According to the investigation, “no significant pre-impact technical defect was identified in any part of the aircraft or its systems”. During a subsequent strip-down and assessment, “neither [Turbomeca Arrius 2B2] engine showed any evidence of pre-accident damage, fault or failure”, and no fuel contamination was found. The aircraft had taken off with about 400kg (880lb) of fuel, and 73kg of usable fuel remained on board, due to the transfer pumps having been switched off.

Referring to the challenges faced in obtaining flight information following the crash, the AAIB says: “It is recommended that the [UK] Civil Aviation Authority requires all helicopters operating under a Police Air Operators Certificate, and first issued with an individual Certificate of Airworthiness before 1 January 2018, to be equipped with a recording capability that captures data, audio and images in crash‑survivable memory.” It is also calling for the integration of flight data recorders on such aircraft, and for EASA to require the same enhancements for those helicopters used by emergency medical services organisations.

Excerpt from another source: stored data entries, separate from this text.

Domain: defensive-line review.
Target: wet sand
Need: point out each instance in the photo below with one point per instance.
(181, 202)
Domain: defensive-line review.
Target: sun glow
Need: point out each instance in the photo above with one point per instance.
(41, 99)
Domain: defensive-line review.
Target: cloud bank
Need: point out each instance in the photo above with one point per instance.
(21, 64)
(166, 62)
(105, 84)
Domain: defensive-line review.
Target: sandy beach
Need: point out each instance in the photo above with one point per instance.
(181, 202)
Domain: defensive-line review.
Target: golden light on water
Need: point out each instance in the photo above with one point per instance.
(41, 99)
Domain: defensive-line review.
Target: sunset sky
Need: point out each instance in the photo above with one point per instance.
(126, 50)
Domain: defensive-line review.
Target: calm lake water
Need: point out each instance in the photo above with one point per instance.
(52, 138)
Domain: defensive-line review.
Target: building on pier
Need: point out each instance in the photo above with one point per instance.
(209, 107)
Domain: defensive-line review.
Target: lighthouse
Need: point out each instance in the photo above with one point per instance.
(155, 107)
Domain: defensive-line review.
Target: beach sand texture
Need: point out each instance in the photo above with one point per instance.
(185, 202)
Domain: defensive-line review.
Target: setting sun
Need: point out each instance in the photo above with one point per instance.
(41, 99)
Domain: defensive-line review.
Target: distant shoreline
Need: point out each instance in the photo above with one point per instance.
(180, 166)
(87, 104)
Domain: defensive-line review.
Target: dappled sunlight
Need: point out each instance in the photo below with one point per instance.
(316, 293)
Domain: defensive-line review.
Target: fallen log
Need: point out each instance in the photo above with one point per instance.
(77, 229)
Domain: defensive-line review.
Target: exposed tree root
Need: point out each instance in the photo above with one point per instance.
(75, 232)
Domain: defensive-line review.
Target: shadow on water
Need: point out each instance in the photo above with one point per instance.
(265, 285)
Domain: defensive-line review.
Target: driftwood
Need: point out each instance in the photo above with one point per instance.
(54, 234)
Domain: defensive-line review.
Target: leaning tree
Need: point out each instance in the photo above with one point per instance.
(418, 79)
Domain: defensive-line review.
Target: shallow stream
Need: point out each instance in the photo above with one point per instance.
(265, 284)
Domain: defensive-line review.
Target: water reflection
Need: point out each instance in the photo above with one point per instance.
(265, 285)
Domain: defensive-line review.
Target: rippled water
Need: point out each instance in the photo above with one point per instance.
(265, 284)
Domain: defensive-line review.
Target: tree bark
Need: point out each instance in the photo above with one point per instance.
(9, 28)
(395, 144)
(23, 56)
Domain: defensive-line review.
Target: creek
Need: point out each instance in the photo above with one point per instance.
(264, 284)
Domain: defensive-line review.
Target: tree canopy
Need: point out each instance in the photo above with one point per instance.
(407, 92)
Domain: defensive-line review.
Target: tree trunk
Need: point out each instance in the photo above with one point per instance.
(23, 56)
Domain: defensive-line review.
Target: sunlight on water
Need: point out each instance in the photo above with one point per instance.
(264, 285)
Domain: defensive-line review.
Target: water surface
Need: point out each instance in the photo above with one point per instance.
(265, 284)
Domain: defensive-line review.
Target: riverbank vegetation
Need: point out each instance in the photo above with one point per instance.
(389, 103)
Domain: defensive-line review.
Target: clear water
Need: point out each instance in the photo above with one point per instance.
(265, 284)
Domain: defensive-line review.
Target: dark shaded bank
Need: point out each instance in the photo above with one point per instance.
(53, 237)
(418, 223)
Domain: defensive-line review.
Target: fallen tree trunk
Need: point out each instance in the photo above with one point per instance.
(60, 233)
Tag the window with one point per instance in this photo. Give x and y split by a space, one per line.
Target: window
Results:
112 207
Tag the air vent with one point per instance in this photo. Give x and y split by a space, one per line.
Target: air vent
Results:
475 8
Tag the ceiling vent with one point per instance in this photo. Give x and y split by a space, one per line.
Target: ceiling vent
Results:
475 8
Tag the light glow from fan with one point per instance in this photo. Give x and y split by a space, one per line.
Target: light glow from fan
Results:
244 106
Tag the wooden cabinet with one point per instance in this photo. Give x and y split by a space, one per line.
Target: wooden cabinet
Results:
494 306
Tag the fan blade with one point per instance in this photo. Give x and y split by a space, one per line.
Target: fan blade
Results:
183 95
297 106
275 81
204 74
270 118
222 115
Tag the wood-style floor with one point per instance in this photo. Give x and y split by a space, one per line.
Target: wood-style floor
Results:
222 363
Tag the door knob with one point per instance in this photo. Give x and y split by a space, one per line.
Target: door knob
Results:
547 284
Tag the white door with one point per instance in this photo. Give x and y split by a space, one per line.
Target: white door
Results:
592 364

“Airbus Helicopters has reviewed the report, which highlights there were no technical factors linked to this tragic accident,” the airframer says. It notes that it has “worked tirelessly to provide the authorities with all information and support required”, and says it will now “review this report in detail and take into account all recommendations”.

The company “will continue to work tirelessly to ensure the safety of our aircraft”, it adds.

Speaking to Flight International, Airbus Helicopters’ global head of safety, Gilles Bruniaux, highlighted the manufacturer’s decision to install as standard equipment the Vision 1000 system into the cockpit of all its commercial rotorcraft ordered since the start of 2014 as a “proactive measure”. The equipment records cockpit imagery and voice activity during operations, along with certain flight parameters.

Bruniaux says the company is also looking at potential future enhancements for its range, such as the possibility of automating the system used to transfer fuel from reserve tanks, so that the process would require “no action for the pilots”.

Bond Air Services notes that while the AAIB has made no specific recommendations for the operator, it is “studying the report and will continue to work with others, including the manufacturer and regulators, to learn from its findings”.